Solar Panels Are Not Washing Machines

Solar Panels Are Not Washing Machines

Solar panels

Solar panels and washing machines are an odd couple.

But they were the first targets of what the Trump Administration calls its attempt to protect America from other countries’ unfair trade practices.

For the sake of argument, let’s assume that the Administration is factually correct in saying that China, Korea, and other countries are violating agreed-upon trade rules by excessively subsidizing companies producing those two devices.

And I think we can all agree that, generally speaking, countries that break the rules should be punished.  If nothing else, that deters widespread flaunting of the laws and the resulting chaos.

But, of all the countless goods and services that countries heavily subsidize (the U.S. included), why go after solar panels and washing machines first?

washing machines

Washing machines I get.

Life, liberty, and the pursuit of happiness for Americans are not severely restricted by jacking up the price of a washing machine whose features and price tag are beyond the wildest dreams of the homemaker of just a few decades ago.

If that’s the price to pay for reinforcing the need to abide by rule of law, so be it. To compensate, I’ll probably just try to coax another year out my washer. That’s ultimately a good thing for my checkbook and environment anyway.

But solar panels are an entirely different story.

The prospects for life, liberty, and happiness-pursuing in a 2+ degree-warmer world will be a lot grimmer for most Americans, to speak nothing of climate change refugees from what are now low-lying areas around the world.

We should be applauding – not punishing — the Chinese and German governments for helping avert such a scenario by subsidizing the manufacturing of solar panels.
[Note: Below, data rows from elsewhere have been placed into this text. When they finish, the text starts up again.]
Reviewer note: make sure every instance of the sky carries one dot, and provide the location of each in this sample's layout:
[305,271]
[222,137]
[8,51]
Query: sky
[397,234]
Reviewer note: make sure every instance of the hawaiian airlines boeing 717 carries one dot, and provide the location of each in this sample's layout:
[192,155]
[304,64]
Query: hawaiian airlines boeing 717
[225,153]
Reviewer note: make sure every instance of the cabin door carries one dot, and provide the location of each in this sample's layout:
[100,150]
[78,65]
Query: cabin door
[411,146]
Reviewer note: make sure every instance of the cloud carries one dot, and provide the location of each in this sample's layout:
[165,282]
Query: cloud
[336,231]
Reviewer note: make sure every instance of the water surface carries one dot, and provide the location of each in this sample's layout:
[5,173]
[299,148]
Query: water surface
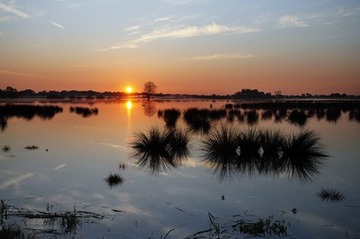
[77,152]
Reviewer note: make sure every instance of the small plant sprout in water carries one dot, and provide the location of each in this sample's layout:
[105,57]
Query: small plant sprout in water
[114,179]
[32,147]
[122,166]
[330,195]
[70,222]
[6,148]
[262,227]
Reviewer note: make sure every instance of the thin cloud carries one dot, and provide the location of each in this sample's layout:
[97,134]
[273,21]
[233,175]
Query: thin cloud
[57,25]
[14,11]
[222,57]
[181,32]
[290,21]
[132,28]
[177,2]
[128,45]
[163,19]
[59,167]
[192,31]
[22,74]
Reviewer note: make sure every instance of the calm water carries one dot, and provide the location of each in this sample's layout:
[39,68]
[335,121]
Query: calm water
[76,154]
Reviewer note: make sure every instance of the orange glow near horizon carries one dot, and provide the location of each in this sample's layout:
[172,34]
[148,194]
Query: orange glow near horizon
[129,89]
[129,105]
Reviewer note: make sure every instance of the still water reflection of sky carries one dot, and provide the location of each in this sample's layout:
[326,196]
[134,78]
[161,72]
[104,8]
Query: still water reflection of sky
[76,154]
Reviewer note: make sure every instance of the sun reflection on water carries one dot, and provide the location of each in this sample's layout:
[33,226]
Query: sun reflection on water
[129,105]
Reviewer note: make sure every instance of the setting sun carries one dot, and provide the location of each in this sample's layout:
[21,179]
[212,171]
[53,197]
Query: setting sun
[129,89]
They’re getting us closer to the goal of 100% renewable energy by 2050.

A more sensible policy would be to buy up as many panels as their companies can produce and get them installed on American roofs ASAP. An even better plan would be to increase the subsidy of research, development, and manufacture of solar panels here at home…instead of phasing out solar tax credits and threatening to defund EPA-sponsored R&D.

I wouldn’t count on the current President and Congress to adopt such a plan.
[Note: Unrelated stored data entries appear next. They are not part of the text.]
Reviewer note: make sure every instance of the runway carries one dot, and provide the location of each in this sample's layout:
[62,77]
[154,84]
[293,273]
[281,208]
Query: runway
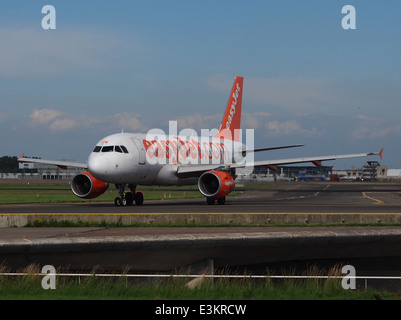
[282,198]
[241,233]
But states and cities have the ability to offset the solar tariff by creating or increasing subsidies of solar power. They can pay for it via reduced subsidies of fossil fuel and/or increases in carbon-related taxes and utility fees.
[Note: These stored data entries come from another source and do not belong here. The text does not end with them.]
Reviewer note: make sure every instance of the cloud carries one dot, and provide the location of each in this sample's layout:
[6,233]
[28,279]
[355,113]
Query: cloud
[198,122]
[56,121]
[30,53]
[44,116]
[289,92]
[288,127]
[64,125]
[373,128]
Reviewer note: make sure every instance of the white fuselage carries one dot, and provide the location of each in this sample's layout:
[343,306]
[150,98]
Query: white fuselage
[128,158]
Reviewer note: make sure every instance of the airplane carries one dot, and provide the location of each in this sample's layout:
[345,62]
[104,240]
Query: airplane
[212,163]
Such local policies, usually passed with support from both parties and from both urban and rural residents, have long had the most impact of any government action on the growth in renewable energy production anyway. It’s beyond time to push our local officials to push the envelope again.

And, to our friends in the manufacturing business, how about building a nice, inexpensive solar-powered washing machine?

P.S. No, the washboard-on-a-sunny-patio that my grandmother in rural Pennsylvania used when I was a kid doesn’t count.

P.P.S. If the Chinese government was pouring hundreds of billions of dollars into THE proven cure for cancer and undercutting some American for-profit companies trying to do the same thing, would it really make sense to slap a tariff on the Chinese version of the cure?